I am sorry to have to admit that, partly because I was struggling with my own problems at that time, I then lost contact with Bob until I made a magical discovery in 2013. I found that he had moved to Norwich, to be close to his daughter, a very successful schoolteacher, and lived only 400m from the house in Norwich Cathedral Close, where I now spent half of each week.
I asked him to come and see me, and this led to a lasting and ever-deepening friendship, now sadly brought to an abrupt end. There were no signs of his depressive illness by then, and neither of us ever mentioned it, but he was now suffering from Parkinson’s Disease (PD). We met virtually every week for six years, and shared our love for Handel’s operas and for concertos by many other composers.
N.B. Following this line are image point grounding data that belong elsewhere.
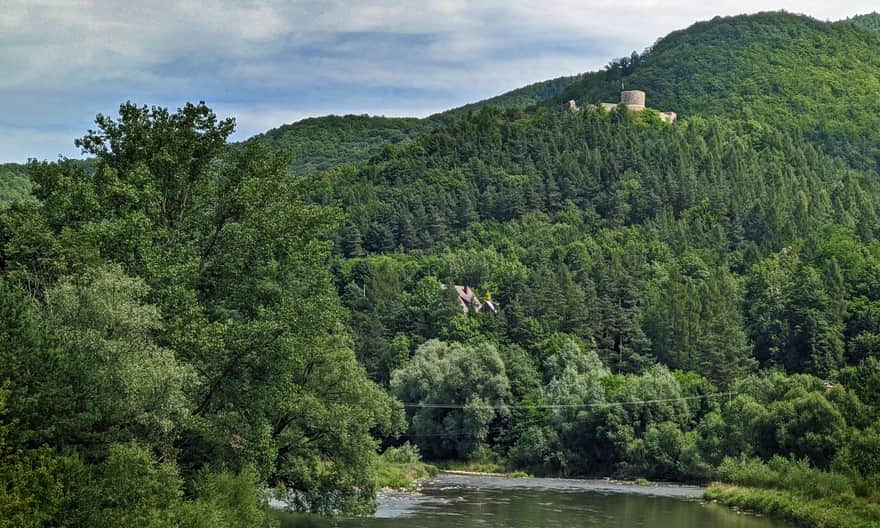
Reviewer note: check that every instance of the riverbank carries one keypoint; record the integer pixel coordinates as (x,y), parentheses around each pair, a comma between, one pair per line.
(841,511)
(403,476)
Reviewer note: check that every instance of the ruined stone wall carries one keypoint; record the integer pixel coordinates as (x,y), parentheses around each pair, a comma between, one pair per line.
(632,98)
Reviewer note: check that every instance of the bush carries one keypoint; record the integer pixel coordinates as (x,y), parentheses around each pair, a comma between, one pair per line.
(796,476)
(405,454)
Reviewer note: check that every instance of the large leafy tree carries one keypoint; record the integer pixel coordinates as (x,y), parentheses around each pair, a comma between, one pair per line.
(235,264)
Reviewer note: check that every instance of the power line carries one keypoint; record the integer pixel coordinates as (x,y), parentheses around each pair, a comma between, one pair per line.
(716,395)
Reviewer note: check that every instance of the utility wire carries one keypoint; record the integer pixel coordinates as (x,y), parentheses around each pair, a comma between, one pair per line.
(716,395)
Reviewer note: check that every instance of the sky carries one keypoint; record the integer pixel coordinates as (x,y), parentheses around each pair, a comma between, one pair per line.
(272,62)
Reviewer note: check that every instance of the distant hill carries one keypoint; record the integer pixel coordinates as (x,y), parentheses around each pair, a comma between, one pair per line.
(521,98)
(14,183)
(870,21)
(793,71)
(322,143)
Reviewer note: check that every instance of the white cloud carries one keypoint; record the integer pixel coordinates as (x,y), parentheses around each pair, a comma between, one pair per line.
(62,61)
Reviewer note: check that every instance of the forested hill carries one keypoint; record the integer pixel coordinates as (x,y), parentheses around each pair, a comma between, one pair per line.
(791,71)
(14,182)
(870,21)
(323,143)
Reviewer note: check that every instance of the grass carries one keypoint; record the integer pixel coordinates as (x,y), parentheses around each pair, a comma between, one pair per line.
(402,476)
(476,466)
(843,511)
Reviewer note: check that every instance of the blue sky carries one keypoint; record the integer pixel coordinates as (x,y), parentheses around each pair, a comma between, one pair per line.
(272,62)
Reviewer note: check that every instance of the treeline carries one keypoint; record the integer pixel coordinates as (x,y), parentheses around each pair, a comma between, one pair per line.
(14,183)
(171,346)
(675,300)
(794,72)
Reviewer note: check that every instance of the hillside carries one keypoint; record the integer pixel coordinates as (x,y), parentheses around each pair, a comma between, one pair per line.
(326,142)
(870,21)
(14,183)
(529,288)
(797,73)
(521,98)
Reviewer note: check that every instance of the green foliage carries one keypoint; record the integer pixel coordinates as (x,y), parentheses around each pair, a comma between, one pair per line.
(324,143)
(405,454)
(472,380)
(172,303)
(15,184)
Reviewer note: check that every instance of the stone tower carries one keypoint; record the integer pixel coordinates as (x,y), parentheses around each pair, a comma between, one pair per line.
(633,99)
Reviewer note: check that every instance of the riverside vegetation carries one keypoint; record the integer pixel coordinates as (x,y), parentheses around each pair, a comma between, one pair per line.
(690,302)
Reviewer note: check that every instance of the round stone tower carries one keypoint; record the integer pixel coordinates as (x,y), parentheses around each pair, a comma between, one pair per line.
(634,99)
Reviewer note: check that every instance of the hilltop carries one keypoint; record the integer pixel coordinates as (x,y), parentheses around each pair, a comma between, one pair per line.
(791,71)
(322,143)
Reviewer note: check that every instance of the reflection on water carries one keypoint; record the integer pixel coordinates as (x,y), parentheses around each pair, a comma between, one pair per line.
(494,502)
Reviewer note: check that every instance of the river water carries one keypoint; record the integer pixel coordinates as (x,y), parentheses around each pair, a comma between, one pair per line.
(497,502)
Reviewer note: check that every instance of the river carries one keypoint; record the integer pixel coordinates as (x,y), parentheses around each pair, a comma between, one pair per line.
(498,502)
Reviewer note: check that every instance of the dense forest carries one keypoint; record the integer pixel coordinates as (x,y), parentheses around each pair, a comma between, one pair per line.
(693,301)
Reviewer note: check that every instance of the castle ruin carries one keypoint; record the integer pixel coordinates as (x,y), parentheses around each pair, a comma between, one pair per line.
(633,100)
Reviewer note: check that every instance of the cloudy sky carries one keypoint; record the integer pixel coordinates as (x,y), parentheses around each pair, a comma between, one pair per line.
(272,62)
We went to concerts in the Cathedral, and at the Royal Albert Hall, in London, and to the annual dinners of the Norwich Gilbert & Sullivan Society, as well as sharing many good dinners and glasses of good red wine. I was able to offer him some support with his PD, and he was of immense help to me, as I struggled to care for my wife, of whom he was very fond, as her own incurable disease progressed.
Meanwhile, he had 14 publications in ATLA between 2013 and 2018, for 8 of which I was his co-author. We worked together on a number of old and new projects, including the safety of electronic cigarettes (ResearchGate records 5,636 reads for our review, published in 2015). We had no arguments or disputes, as we had total confidence in each other. Bob was a mine of knowledge and information, with a very wide compass and great skill and determination in tracing details we needed to know.
My house in The Close was ideal for small scientific meetings, and we had in-depth discussions with Rodger Curren (IIVS) and Maria Gaca (British American Tobacco) on the safety of new smoking materials, with Jarrod Bailey and Katy Taylor (Cruelty Free International) on the testing of new drugs without using animals, and with Andrew Worth to plan one of our greatest achievements, the publication of The History of Alternative Test Methods in Toxicology (Academic Press, 2019).
We had many plans for new initiatives, but COVID-19 intervened. Bob had to go into full-time residential care in January 2020, and we had to continue to interact together via e-mail. We had been longing for the opportunity to meet again, but that cannot happen now. I am left with warm memories.